As Dr. Sears told his children, "Your success in life ... will not be measured by the money you make or the degrees you earn, but rather by the number of persons whose lives are better because of what you did." To that end, Sears advocates what he has coined "attachment parenting," or AP, the practice of listening to your parenting instincts and being sensitive to your baby's needs (such as by quickly responding to cries; by breastfeeding on cue, not bottle-feeding on a schedule; and by co-sleeping). By having his needs met immediately, Sears says the child learns to trust adults, and he in turn mirrors this behavior by acting sensitively to the needs of others later on.

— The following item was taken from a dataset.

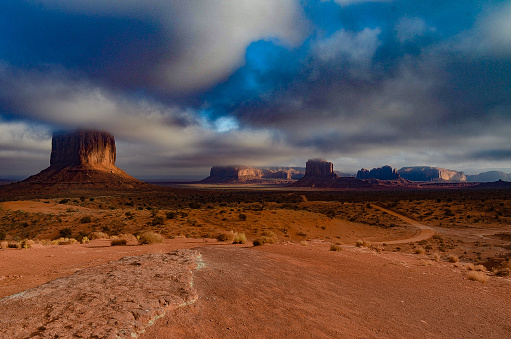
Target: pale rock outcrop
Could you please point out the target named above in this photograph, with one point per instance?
(425, 173)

Sears says, "It's never too late to try the AP approach with a child," but The Successful Child definitely will be most useful to parents who've raised their child according to AP guidelines through infancy and toddlerhood. Those who haven't may shudder when Sears writes that the developmental stage from birth to one year most influences a child's future success "because that's when caregivers leave the most lasting impressions on a child's brain." Nevertheless, the Searses have packed in a plethora of sensible tips here for all parents, including 16 ways to teach children how to make wise choices, 12 strategies for guiding spiritual development, seven questions to ponder when a teen wants to start working part-time, and a dozen ways to boost your child's intellectual abilities, such as by offering a diet high in brain-building omega-3 fatty acids. But the most important thing parents can do for their kids, the Searses say, is to hold high expectations: "Let her know that you expect her to do her best, no less and no more, and that you will love her no matter what." --Erica Jorgensen
Good advice is hard to find, but this books is worth every penny.
The authors balance great love and respect for children with an appreciation for the structure and limits that children need in order to flourish.
As with all Sears books, parental anecdotes are used liberally, keeping the book personal and interesting.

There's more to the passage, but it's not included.